Phil Spector, c’était aussi des manipulations retorses et un système de gouvernance vicelard. Un exemple : pendant que les Crystals tournaient sur la Côte Est, Spector a engagé Darlene Love à Los Angeles pour enregistrer un nouveau single, He’s a Rebel, pressé de battre le fer et d’occuper sans relâche le sommet des hit-parades. Le problème, c’est que Spector a sorti He’s a Rebel sous le nom des Crystals sans prévenir les Crystals originales. La La Brooks l’a encore en travers de la gorge. “Voici comment nous avons connu Darlene Love : avec les Crystals, nous roulions en voiture vers notre prochain concert quand soudain, nous avons entendu He’s a Rebel à la radio. A la fin de la chanson, le DJ a annoncé : ‘C’était les Crystals, numéro 1 !’ On s’est toutes regardées, abasourdies. On savait que ce disque, ça n’était pas nous. C’était très blessant. J’ai dû apprendre en vitesse à chanter He’s a Rebel et He’s Sure the Boy I Love pour les concerts suivants. Mais Darlene Love avait un très fort accent sudiste alors que j’avais l’accent de Brooklyn, si bien que j’ai dû ajouter un talent d’imitatrice à mon chant. Sous son nom, Darlene Love n’a jamais eu de gros hits. Phil a enregistré Darlene sous le nom de Crystals parce qu’il s’agissait d’un groupe populaire.”

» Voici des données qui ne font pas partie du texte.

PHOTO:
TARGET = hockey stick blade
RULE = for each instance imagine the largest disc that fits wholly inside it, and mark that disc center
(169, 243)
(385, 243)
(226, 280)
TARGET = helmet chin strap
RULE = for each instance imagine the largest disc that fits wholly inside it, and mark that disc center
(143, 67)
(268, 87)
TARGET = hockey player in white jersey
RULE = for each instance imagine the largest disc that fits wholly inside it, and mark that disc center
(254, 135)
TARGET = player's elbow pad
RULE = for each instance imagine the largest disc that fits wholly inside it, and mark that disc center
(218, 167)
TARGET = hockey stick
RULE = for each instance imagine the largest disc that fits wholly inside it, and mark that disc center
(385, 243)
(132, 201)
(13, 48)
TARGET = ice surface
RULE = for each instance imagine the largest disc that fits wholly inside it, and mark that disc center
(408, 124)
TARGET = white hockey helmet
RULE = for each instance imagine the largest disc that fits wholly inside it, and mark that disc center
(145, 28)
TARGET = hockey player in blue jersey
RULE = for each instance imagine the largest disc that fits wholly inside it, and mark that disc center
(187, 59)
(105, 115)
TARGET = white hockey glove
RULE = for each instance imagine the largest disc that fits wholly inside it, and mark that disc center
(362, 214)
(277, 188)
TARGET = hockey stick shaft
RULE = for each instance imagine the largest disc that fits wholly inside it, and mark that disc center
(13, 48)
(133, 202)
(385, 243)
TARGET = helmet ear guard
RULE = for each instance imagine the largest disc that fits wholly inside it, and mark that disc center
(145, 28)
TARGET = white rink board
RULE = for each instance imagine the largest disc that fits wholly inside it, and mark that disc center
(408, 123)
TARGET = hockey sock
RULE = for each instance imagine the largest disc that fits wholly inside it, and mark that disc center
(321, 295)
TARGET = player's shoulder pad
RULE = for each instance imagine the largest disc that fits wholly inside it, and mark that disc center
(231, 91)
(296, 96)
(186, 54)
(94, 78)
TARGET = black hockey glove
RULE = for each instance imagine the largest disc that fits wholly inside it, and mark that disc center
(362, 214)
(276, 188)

Cet exemple révèle bien le fonctionnement égotiste et mégalomane de Spector, qui exploitait ses chanteuses comme des pions interchangeables, corvéables à merci. L’artiste, le patron, c’était lui. “Il voulait garder le contrôle et nous utiliser à sa guise, explique Darlene Love. Je crois que j’ai eu de la chance de rencontrer Phil Spector avant qu’il ne devienne riche et célèbre. Il me respectait. Je ne l’ai pas réalisé tout de suite, mais il ne voulait pas produire des stars, il voulait être la star lui-même.” Si la pétulante Darlene semble avoir bien digéré ses années Spector (elle a poursuivi une carrière, chanté chez David Letterman, joué dans L’Arme fatale…), les blessures de la mélancolique La La Brooks sont toujours prêtes à se rouvrir.
Tout au long de notre entretien, l’amertume l’emporte sur le sucre : “J’ai vu Jack Nitzsche peu avant sa mort. Sans lui et ses superbes arrangements, Phil n’aurait pas été aussi bon, et Jack m’a dit que Phil l’avait traité comme une merde. Chaque fois que j’entends mes chansons à la radio ou dans un magasin au moment des fêtes de Noël, ça me rappelle que je n’ai quasiment rien gagné pour Da Doo Ron Ron, Then He Kissed Me ou Santa Claus Is Coming to Town ! Spector et nous, c’était comme un mariage à sens unique. Tous les avantages et bénéfices pour lui, rien pour nous. Si Phil n’avait pas été si égoïste, j’aurais été beaucoup plus à l’aise financièrement et je me serais mieux portée. Il a profité de moi alors que j’avais 15 ans. Ça a fait mal à ma mère, à mon père… Parfois, je fais la queue à la banque et la personne devant moi se met à fredonner Da Doo Ron Ron et je me dis que j’ai peut-être moins d’argent qu’elle en banque. Ça fait mal.”